Our latest survey of farmers adopting Deep Bed Farming (DBF) has produced spectacular results: a doubling of maize yields, leading to a roughly tenfold rise in profitability.
The survey was carried out in 14 different sites at Dowa District in the Central Region of Malawi, and Mzimba South, Mzimba North and Nkhata Bay Districts in the Northern Region. It involved 14 discussion groups with around 25 farmers per group on average. It studied various trends, and comparisons with conventional ridge farming methods:
Farmers tend to be risk-averse and are usually reluctant to try new technologies except on very small parcels of their land. If results are good, they expand gradually. The survey found that the total area under DBF cultivation rose from two percent of farmed land on average in 2017, to 11 percent in 2018, to 20 percent in 2019.

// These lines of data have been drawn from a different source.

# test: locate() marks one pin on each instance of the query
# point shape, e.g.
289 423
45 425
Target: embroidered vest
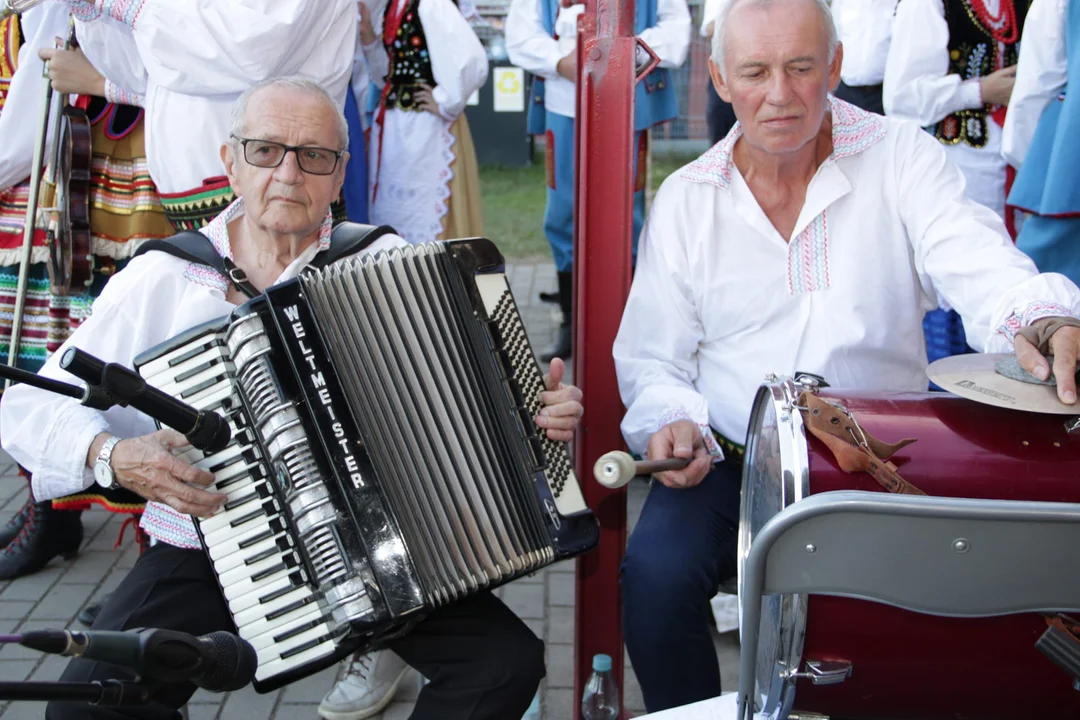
409 60
1047 182
655 99
11 39
974 52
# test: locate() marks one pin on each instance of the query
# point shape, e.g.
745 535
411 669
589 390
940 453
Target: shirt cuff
1030 313
115 93
124 11
63 470
971 94
706 433
83 11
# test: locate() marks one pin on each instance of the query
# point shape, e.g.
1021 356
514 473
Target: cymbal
975 377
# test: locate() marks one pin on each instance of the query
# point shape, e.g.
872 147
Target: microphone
218 662
204 429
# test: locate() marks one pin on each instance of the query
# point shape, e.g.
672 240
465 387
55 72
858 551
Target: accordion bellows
385 461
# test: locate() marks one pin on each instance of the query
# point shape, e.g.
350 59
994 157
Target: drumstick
617 469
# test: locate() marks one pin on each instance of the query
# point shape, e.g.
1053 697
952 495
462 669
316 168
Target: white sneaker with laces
368 685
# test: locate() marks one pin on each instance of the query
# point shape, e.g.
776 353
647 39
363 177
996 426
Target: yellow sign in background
509 90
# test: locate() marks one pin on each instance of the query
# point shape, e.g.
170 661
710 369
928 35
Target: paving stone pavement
52 598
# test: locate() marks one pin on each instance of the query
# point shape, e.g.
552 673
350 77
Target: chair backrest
944 556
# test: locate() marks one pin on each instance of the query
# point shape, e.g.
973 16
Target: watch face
103 474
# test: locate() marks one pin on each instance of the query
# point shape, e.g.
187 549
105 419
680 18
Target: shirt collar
853 131
217 230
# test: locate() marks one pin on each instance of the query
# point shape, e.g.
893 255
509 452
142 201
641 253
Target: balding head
724 23
780 59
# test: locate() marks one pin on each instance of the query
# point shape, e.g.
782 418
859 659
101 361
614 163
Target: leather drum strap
855 450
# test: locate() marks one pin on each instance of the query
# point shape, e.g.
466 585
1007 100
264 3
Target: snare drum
905 665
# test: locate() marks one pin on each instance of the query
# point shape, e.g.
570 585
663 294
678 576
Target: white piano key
264 634
226 518
241 556
260 610
228 538
218 372
160 365
215 355
239 573
271 665
258 587
227 545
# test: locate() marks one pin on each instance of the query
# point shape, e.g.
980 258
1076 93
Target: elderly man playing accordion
813 238
285 161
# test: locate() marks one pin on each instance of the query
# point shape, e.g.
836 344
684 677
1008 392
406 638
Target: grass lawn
513 201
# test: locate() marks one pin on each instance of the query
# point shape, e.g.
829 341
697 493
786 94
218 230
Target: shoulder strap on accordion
350 239
347 239
193 246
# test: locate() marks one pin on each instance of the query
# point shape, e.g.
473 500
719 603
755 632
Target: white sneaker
368 685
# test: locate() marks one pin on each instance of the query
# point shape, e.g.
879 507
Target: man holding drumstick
813 238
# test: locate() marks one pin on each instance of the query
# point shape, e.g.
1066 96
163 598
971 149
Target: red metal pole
602 265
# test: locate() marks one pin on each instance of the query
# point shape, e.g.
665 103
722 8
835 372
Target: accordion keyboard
257 562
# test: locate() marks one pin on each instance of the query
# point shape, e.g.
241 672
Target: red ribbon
391 25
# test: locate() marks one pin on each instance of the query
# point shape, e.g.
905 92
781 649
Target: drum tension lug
825 671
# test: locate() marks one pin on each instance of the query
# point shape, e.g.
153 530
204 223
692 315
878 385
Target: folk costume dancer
1040 137
428 62
950 68
198 58
865 29
482 660
541 38
124 212
813 238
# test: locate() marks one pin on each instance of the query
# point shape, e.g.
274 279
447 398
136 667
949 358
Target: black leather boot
564 339
11 530
46 533
89 614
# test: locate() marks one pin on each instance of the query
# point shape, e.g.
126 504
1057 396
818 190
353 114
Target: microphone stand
109 693
109 383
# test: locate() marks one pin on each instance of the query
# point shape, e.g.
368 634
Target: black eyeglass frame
288 148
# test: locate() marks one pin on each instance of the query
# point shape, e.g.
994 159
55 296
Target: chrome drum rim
775 475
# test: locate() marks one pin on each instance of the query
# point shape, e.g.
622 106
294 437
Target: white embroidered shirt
154 298
719 298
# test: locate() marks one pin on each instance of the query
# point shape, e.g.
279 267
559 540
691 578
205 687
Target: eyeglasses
267 153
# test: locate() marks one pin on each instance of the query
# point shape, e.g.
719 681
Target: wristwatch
103 465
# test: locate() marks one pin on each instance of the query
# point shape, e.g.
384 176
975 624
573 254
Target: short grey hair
719 28
238 124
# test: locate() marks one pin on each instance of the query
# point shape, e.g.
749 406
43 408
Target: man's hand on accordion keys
562 404
147 466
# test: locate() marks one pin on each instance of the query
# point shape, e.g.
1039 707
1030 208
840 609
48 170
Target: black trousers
481 660
867 97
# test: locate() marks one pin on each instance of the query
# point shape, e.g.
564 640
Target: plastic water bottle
534 711
601 701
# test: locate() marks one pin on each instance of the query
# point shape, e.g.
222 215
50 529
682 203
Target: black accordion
383 459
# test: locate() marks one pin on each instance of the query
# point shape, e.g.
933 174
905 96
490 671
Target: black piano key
269 532
199 368
302 627
296 605
198 350
307 646
286 562
208 382
295 581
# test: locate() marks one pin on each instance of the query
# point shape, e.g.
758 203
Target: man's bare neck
262 255
792 171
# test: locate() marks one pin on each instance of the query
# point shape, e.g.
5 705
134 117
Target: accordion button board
383 459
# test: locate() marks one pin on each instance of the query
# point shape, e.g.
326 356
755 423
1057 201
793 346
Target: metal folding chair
941 556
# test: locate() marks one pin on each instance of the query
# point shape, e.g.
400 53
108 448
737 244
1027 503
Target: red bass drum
905 665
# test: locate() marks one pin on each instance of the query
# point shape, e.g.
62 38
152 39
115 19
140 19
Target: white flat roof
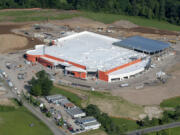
91 50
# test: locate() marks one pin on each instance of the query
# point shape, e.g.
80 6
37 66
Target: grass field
94 132
114 106
125 124
17 122
172 102
47 14
71 96
171 131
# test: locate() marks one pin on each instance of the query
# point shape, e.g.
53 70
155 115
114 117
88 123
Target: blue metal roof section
142 44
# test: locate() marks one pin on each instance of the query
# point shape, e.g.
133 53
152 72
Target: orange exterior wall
45 62
104 75
31 58
77 65
72 63
54 58
81 75
123 66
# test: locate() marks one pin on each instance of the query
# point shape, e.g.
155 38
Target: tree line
168 10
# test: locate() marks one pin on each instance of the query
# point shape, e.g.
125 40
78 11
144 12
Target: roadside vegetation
17 120
112 105
167 10
48 14
103 106
170 131
172 102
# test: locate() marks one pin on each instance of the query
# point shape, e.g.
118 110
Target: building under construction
88 54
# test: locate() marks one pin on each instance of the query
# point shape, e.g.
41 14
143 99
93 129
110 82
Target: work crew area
89 55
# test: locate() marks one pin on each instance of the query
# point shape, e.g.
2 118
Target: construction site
139 64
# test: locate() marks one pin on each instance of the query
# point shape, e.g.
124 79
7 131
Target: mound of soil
147 30
80 22
10 42
124 24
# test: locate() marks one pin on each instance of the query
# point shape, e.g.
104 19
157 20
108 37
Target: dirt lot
5 101
11 42
80 22
155 94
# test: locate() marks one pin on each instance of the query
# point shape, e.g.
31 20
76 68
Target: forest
168 10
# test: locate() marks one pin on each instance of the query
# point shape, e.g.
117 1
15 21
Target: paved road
154 129
51 125
48 122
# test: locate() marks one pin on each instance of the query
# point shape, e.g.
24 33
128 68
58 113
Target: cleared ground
113 105
11 42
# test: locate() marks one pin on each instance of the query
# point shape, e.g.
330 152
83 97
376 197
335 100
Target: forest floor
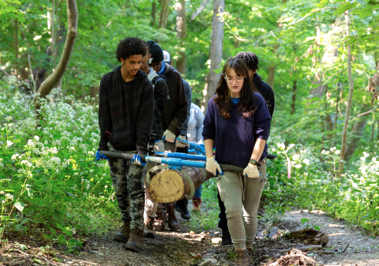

Consistent with what we have found repeatedly in past surveys, maize yields per hectare at 7.8 tonnes per hectare were nearly double for the land under DBF, compared to conventional ridge methods of farming, which yielded just 4.2 tonnes per hectare.
The total costs of each method, however, were more similar: slightly higher for DBF in the first year largely due to heavy requirements for manual labour to break up the hard pan and create the deep beds, then falling over a five-year average to below the ridge farming methods.
However, in terms of profitability the results were spectacular. When costs were subtracted from revenues, conventional ridge farming yielded an average profit of 49,000 Malawi Kwacha (MK) per hectare per year, or MK 4,000 per month. Deep Bed Farming, by contrast, produced an average profit of MK427,000 in the first year – nearly nine times as much. If we took the projected five-year average cost of DBF, profitability rose to MK 624,000, more than 12 times as much!
(These remarkable improvements in profitability are partly the result of sharply increased yields for DBF methods, but also a mathematical fact that the difference between two variable large numbers tends to vary far more dramatically than the large numbers themselves.)
Overall, this is further confirmation of the superiority of Deep Bed Farming, and of the need to spread these methods more widely.